Building Name

Mersey Docks & Harbour Board Offices, Pier Head, Liverpool

Date
1907
District/Town
Pier Head, Liverpool
County/Country
Merseyside, England
Work
New build

Built at the height of the port's international importance, a spectacular statement of Edwardian confidence in Liverpool.  At this time, Liverpool was the second most important port of the Empire and it was from this building that the Mersey Docks and Harbour Board ran the entire dock system. The facade has eleven bays with three steep pediments, two semi-circular, the middle one triangular. The four angle bays of the building are polygonal and carry cupolas, formerly with high lanterns. The top storey of the building is post-war. Over the centre a big copper covered dome on a high drum. The centre is an octagonal hall reaching up to the dome. It has arched galleries on four levels, the second and third pulled together. The building, taking it all in all, is more conventional than the Royal Liver and the buildings by Doyle. [Pevsner: South Lancashire Page 176]

The first of the three buildings which form the Pier Head group. An impressive pile of Portland stone: the base, Italian, the superstructure a giant Classical church dome supported by a cluster of little domes. We have grown so used to buildings that perhaps, in our own day, we overlook the underlying symbolism of this form of architectural expression. Could it be that the architect intended the implication that those who worked there combined the business acumen of the Florentine bankers with the sanctity of the Church, a Renaissance merchant's palace with the dome of St Peter's perched on top? The Corporation intended that the adjoining site be developed in a similar manner, but the wily lawyers of the Royal Liver Insurance Society circumscribed the clause allowing their architect the freedom of design which he was to exploit in that most original of structures, the Royal Liver Building. How fortunate was this step, for it has given Liverpool its characteristic skyline and its best known group of buildings. One Mersey Docks and Harbour Board building is splendid, two would have been unutterably boring! [Quentin Hughes : Liverpool City of Architecture]

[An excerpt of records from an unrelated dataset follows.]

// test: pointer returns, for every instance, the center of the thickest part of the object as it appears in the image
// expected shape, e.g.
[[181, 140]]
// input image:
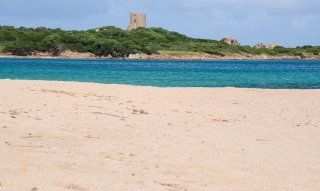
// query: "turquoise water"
[[291, 74]]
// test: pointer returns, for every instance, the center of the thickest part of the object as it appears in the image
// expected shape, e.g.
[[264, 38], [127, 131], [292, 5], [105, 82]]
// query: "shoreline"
[[81, 136], [155, 87], [69, 55]]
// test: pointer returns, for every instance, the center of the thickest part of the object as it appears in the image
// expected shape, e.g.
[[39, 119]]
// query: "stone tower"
[[137, 20]]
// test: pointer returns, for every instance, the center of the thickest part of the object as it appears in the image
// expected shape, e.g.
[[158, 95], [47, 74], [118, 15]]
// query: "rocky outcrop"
[[230, 41], [268, 46], [260, 45]]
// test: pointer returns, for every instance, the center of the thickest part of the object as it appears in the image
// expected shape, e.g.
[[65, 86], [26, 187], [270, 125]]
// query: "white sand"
[[82, 136]]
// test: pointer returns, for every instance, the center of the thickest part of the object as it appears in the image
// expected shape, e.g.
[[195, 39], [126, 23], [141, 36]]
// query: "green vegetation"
[[115, 42]]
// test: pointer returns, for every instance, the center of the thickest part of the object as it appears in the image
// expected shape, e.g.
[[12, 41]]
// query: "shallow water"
[[289, 74]]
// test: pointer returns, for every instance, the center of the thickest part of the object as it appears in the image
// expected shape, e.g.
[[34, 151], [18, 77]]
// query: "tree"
[[53, 44]]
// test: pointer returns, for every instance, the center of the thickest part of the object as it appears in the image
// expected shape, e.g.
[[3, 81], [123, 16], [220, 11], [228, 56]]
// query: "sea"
[[269, 74]]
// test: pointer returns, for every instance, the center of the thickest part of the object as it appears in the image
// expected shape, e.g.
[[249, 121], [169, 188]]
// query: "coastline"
[[89, 136], [162, 56]]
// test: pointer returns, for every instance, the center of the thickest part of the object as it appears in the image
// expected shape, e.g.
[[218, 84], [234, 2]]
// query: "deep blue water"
[[290, 74]]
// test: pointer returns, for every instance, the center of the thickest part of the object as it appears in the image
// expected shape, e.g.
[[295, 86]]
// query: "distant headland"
[[138, 42]]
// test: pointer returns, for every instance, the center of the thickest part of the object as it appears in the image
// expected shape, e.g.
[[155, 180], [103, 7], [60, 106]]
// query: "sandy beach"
[[92, 137]]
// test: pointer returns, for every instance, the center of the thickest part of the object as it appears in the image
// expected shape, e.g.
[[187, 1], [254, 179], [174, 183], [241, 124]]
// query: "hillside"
[[115, 42]]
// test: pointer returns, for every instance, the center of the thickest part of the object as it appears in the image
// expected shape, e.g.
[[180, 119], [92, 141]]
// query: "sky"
[[287, 22]]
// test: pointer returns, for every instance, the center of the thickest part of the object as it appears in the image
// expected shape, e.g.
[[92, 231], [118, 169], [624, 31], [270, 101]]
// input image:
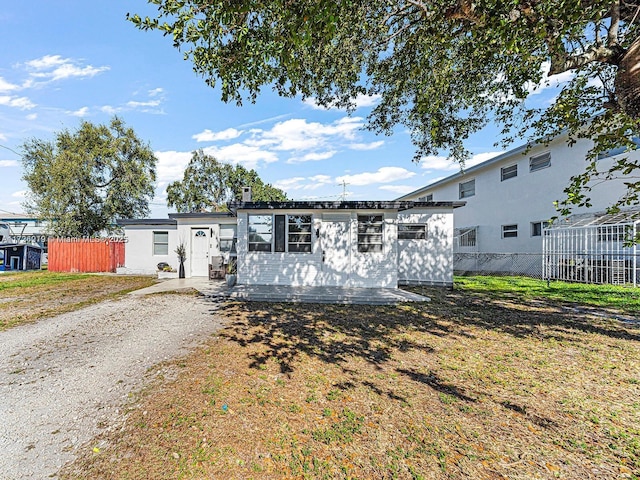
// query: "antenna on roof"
[[344, 190]]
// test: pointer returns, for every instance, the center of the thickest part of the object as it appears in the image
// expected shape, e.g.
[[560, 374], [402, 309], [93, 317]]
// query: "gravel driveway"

Arnold Thornely, had finished the Bluecoat School in Wavertree a year earlier. His partners Briggs and Wolstenholme, along with F.B. Hobbs, were also involved although it is Thornley who must take the credit. The dome from this magnificent structure is thought to have been inspired by a Professor Reilly design for the Anglican Cathedral in 1902.[Quentin Hughes : Seaport]

Built on the site of the former George's Dock.